October 19, 2010 | In: Technology

AAPL: When Expectations Are Too High

Yesterday, Apple reported a 70% surge in their profit, yet they failed to meet the analysts’ estimates, AAPL shares, of course, fell 5.2% in pre-market trading, yet it seems now that the stock is now going up (the loss is narrowed at the moment to 2.73%, and the stock is trading at around $309).

In short, Apple posted a profit of $4.80/share, vs. analysts’ estimates of $5.03/share. I’ve always thought that the expectations are too high from Apple.
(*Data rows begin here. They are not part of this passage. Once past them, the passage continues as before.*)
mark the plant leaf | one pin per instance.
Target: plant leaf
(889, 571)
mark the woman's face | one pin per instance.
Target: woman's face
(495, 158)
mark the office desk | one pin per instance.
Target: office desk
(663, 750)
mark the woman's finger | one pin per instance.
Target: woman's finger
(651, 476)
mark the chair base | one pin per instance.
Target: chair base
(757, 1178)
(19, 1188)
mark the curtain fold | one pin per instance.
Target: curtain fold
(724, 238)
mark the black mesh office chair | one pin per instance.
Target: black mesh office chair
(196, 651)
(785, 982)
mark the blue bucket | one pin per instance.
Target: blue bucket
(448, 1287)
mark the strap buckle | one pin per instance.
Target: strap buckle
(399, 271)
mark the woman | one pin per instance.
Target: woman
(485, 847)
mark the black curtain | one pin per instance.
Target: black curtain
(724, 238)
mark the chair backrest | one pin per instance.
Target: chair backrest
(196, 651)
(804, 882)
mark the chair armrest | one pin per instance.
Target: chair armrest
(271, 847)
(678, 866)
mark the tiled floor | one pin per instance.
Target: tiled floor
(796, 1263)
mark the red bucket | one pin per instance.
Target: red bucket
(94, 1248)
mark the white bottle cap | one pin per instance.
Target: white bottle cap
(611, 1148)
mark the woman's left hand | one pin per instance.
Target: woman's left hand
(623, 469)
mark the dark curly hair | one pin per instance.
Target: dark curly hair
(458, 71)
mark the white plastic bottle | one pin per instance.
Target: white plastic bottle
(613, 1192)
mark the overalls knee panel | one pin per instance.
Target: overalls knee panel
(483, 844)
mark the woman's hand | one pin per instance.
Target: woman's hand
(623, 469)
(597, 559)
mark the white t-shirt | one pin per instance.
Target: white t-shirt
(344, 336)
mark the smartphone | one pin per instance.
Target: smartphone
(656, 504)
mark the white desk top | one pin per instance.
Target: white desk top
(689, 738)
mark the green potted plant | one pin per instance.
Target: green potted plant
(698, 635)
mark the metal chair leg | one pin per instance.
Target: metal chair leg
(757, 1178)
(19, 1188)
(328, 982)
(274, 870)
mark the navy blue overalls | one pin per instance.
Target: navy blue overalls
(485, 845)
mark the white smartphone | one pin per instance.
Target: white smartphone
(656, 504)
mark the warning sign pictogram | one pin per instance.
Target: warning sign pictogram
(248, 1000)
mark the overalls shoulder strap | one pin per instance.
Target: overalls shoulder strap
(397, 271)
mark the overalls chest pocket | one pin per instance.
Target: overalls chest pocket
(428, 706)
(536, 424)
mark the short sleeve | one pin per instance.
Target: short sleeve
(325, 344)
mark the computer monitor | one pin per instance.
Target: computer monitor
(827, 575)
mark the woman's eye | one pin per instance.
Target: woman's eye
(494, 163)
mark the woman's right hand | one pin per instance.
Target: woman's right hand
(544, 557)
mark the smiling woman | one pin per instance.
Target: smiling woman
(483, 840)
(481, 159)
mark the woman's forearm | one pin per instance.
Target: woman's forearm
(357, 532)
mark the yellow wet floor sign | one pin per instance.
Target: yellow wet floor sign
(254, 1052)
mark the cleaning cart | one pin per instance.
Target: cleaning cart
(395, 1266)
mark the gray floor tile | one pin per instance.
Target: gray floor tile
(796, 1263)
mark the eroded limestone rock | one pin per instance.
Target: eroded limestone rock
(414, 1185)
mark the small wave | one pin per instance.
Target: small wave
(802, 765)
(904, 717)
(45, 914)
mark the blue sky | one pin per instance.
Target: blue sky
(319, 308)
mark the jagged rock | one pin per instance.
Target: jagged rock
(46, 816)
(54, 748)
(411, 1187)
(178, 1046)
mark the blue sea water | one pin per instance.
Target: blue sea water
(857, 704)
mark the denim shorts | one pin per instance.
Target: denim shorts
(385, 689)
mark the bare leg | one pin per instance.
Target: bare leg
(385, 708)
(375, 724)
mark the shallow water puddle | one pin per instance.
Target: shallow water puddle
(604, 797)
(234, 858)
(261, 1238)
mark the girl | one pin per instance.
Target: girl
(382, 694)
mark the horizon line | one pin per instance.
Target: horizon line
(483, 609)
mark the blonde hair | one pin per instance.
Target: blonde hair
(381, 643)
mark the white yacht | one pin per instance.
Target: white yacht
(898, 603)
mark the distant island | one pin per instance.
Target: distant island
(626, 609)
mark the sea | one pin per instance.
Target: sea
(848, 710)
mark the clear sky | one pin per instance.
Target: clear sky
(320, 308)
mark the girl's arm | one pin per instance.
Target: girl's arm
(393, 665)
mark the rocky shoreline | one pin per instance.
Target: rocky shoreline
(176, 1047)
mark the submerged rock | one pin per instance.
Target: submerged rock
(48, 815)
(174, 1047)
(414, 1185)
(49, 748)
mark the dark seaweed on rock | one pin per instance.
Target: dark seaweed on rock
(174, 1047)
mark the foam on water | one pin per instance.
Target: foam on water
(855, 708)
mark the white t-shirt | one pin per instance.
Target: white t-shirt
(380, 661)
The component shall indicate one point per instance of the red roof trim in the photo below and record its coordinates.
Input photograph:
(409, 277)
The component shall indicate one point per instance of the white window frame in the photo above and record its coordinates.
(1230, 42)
Apple, like Netflix, is becoming a very scary company from an investor’s perspective:

– It depends on one person (Steve Jobs, who will bring the company down if he dies).
– It has production problems, and producing expensive and hyped gadgets that are not selling as many as investors think (or wish) they are. I have warned against the ipads, and I’m sure that the next quarter will be harsher on this expensive and (so far) useless gadget.
– It is ignoring the competitors. This is a very serious problem, while Apple is struggling to produce iphones to meet demands, competitors are working very hard to make better products. These competitors include RIM (Research In Motion), Motorola, and of course, Sony Ericsson.

AAPL will probably continue to move up, but the fall will be a very dirty one, even with the slightest (God forbids) health problem that Steve Jobs might encounter. A company that depends on one person (especially a company of that size) is not a company.